Games with 5 errors: ...

"doesn’t follow Poisson distribution assumptions"
++ How do you know it does not follow? What then do you think it follows?

"validating those requirements for the distribution before using"
++ That is done in many sciences. I gave an example: a voltage V accelerates an electron with mass m and charge e, what speed v does it reach? Solution: Assume v << c speed of light. Newtonian mechanics apply. Conservation of energy: Ve = mv²/2.  Thus v = Sqrt (2Ve / m). Now check. If v << c, then the result is correct, else switch to relativistic mechanics:
Ve = mc²/Sqrt(1 - v²/c²)

"you really have no idea what you are talking about" ++ I do, you do not.

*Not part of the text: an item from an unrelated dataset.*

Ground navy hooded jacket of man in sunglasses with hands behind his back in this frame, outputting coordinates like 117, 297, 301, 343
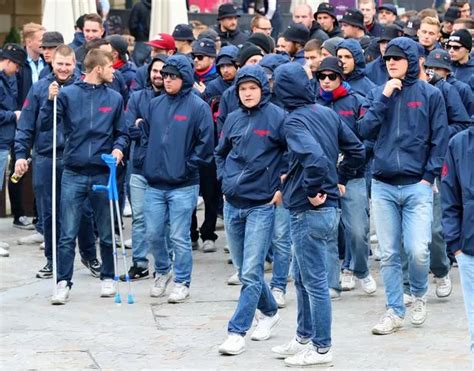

“The ICCF WC Finals is sufficiently strong. As calculated there are at most 2 errors / game, ”

That hasn’t been calculated yet lmao

"we are talking about proofs" ++ Me too. Newton's mechanics was proven by its ablility to explain observed motions of planets. Einsteinian mechanics was proven by its ability to explain observed differences in the motions of Mercurius, the Moons of Juipter, and deflection of starlight by the Sun during a solar eclipse.

"Do you know how to read or understand basic logic?" ++ I do, you do not.

"BECAUSE THERE ARE A LOT OF DRAWS AND THE POISSON DISTRIBUTION PREDICTS A BUNCH OF DRAWS DOESNT MEAN THAT THE POISSON DISTRIBUTION IS CORRECT"
++ You do not understand the argument. Observed facts are 121 draws in 136 games.
The only plausible explanation is: chess is a draw, 120 games with 0 errors, 15 games with 1 error, 1 game with 2 errors, 0 games with 3 or more errors.

"chess doesn’t follow Poisson distribution assumptions"
++ How do you know? What distribution do you think the errors / game follow?

"validating those requirements for the distribution before using"
++ That is done in many sciences. Example: A voltage V accelerates an electron with charge e and mass m, what speed v does it reach? Solution: assume v << c speed of light. Newtonian mechanics apply: conservation of energy: Ve = mv²/2. Thus v = Sqrt (2Ve/m). Now check. If v <<c then the result is valid, else switch to relativity: Ve = mc²/Sqrt(1 - v²/c²).

"you really have no idea what you are talking about" ++ I do , you do not.